Witnesses play crucial role in reducing KC’s homicides
When Kansas City detectives rushed to the intersection of Truman Road and Woodland Avenue shortly after 1 a.m. on Aug. 24, they found Darrell Fennell’s lifeless body on the sidewalk.
They also found a surprise: witnesses who would talk to them.
In a homicide-plagued city where the “don’t snitch” attitude has been all-too-pervasive for years, getting witnesses to talk to law enforcement officials has been a “very stubborn problem,” as Jackson County Prosecutor Jean Peters Baker said this week.
But fortunately this did not hold true on that early August morning.
According to police reports, four witnesses offered fairly consistent descriptions of a suspect who had walked up to Fennell, 30, and shot him multiple times. One witness — who said he knew the suspect as “Red” and had spent time hanging out with him —observed the suspect “standing over the victim, firing a black handgun.” Another witness followed the suspect until he “turned and ran into the TB Watkins Housing Complex.”
Two days later, police went to the complex and arrested a suspect in Fennell’s murder.
This case helps illustrate why Baker says law enforcement officials rely on witnesses as their best source of information about a crime.
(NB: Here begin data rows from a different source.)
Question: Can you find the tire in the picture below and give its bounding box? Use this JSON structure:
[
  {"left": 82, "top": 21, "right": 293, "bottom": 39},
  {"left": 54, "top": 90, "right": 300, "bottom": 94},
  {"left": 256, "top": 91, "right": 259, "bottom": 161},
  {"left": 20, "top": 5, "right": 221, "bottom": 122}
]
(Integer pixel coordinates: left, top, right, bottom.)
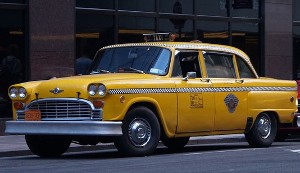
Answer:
[
  {"left": 25, "top": 135, "right": 71, "bottom": 157},
  {"left": 114, "top": 107, "right": 160, "bottom": 156},
  {"left": 161, "top": 137, "right": 190, "bottom": 151},
  {"left": 245, "top": 113, "right": 277, "bottom": 148}
]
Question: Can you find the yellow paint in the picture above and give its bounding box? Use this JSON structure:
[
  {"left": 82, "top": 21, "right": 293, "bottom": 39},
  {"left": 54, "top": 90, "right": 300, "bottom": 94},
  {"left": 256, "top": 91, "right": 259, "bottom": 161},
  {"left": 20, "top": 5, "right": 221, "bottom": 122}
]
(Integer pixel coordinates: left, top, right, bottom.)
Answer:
[{"left": 8, "top": 42, "right": 297, "bottom": 137}]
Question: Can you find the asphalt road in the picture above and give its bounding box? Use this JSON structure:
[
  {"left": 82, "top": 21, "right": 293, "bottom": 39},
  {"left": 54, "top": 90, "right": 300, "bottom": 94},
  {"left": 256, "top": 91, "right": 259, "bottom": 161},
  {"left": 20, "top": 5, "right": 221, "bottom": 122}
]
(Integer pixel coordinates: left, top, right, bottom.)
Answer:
[{"left": 0, "top": 139, "right": 300, "bottom": 173}]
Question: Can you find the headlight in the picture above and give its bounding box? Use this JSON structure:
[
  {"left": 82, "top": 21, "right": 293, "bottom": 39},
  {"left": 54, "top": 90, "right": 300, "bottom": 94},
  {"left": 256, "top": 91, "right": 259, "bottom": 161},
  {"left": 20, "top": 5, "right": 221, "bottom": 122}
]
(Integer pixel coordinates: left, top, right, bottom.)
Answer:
[
  {"left": 9, "top": 88, "right": 18, "bottom": 98},
  {"left": 98, "top": 84, "right": 106, "bottom": 96},
  {"left": 18, "top": 88, "right": 27, "bottom": 98},
  {"left": 88, "top": 85, "right": 97, "bottom": 96}
]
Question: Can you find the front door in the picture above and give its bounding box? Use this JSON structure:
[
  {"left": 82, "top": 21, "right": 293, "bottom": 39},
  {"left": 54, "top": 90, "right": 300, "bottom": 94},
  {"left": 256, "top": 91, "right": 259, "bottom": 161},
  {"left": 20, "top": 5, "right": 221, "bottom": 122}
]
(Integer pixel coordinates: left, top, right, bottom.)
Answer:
[{"left": 172, "top": 50, "right": 215, "bottom": 133}]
It’s also why Police Chief Darryl Forté — as he did at this month’s police board meeting — often talks about the need to improve relations between his department and residents, especially in the urban core.
As Forte notes, people often know what’s really going on in their neighborhoods. The police must be able to get access to that information after crimes occur, especially murders.
It helps that Kansas City has experienced a drop in homicides so far this year. Despite a bloody September, the murder count at the end of the month stood at 54, a favorable comparison to the average of 80 homicides by that time over the last four years.
Fewer homicides mean that police and prosecutors have more time to work on cases and take killers off the street. Also, community leaders recognize that they and their neighbors can make an impact on a problem that no longer seems out of control, Baker said.
Improved cooperation between the police and the prosecutor’s office may also be helping.
Toward that goal, Baker said her policy is to have a prosecutor at every murder scene. That gives her office a better idea of what the case is all about. And prosecutors can work with police officers at that time and immediately afterward to try to make sure strong evidence is gathered.
“We’re engaged,” Baker said, adding that prosecutors want to help police as quickly as possible find suspects and clear crimes.
But no one said reducing Kansas City’s chronically high homicide rate would be easy, and September was a painful reminder of that.
The month began horrifically, on Sept. 2, when police were called to Woodbridge Lane, just east of Wornall Road.
They discovered three people who had been shot to death: Alice Lorene Hurst, 88, and her son, Darrel Hurst, 63, as well as Suzanne Choucroun, 69. Two additional persons were found severely beaten inside their home; George Taylor, 80, and Ann Taylor, 86, both died a few days later in a hospital.
That night, a tip from the public led police to find and arrest Brandon B. Howell. He was walking along an interstate north of the Missouri River, with a shotgun concealed in a pants leg, according to court documents. Baker charged Howell with all five homicides.
On Sept. 5, Sherrill Collins, 45, was shot to death in the 7400 block of E. 118th Terrace. The next day, the body of Maurice B. Brown, 48, was found surrounded by 11 shell casings at 49th Street and College Avenue.
Terez M. Racy, 25, was shot Sept. 14 while sitting in a car in the 3800 block of Garfield Avenue, and driven to a hospital, where he was pronounced dead.
Three more homicides occurred within a short span.
Dominique C. Johnson, 23, was shot to death on Sept. 20 in a parking lot of an apartment complex in the 8800 block of Crystal Avenue.
The body of shooting victim David L. Spry, 56, was found on Sept. 21 in a front yard in the 5600 block of E. 16th Terrace.
And on Sept. 23, coworkers discovered the body of Teresa E. Kellough, 49, in a house in the 4200 block of Forest Avenue. She had been shot to death.
Each of those murders is a setback in the quest for a safe city.
But with three months until year’s end, Mayor Sly James, Forté, Baker and others who have been leading the efforts to reduce homicides in Kansas City have a good chance to keep the total below 100 for the first time since 2004.
That would be a good start, with much more work to be done.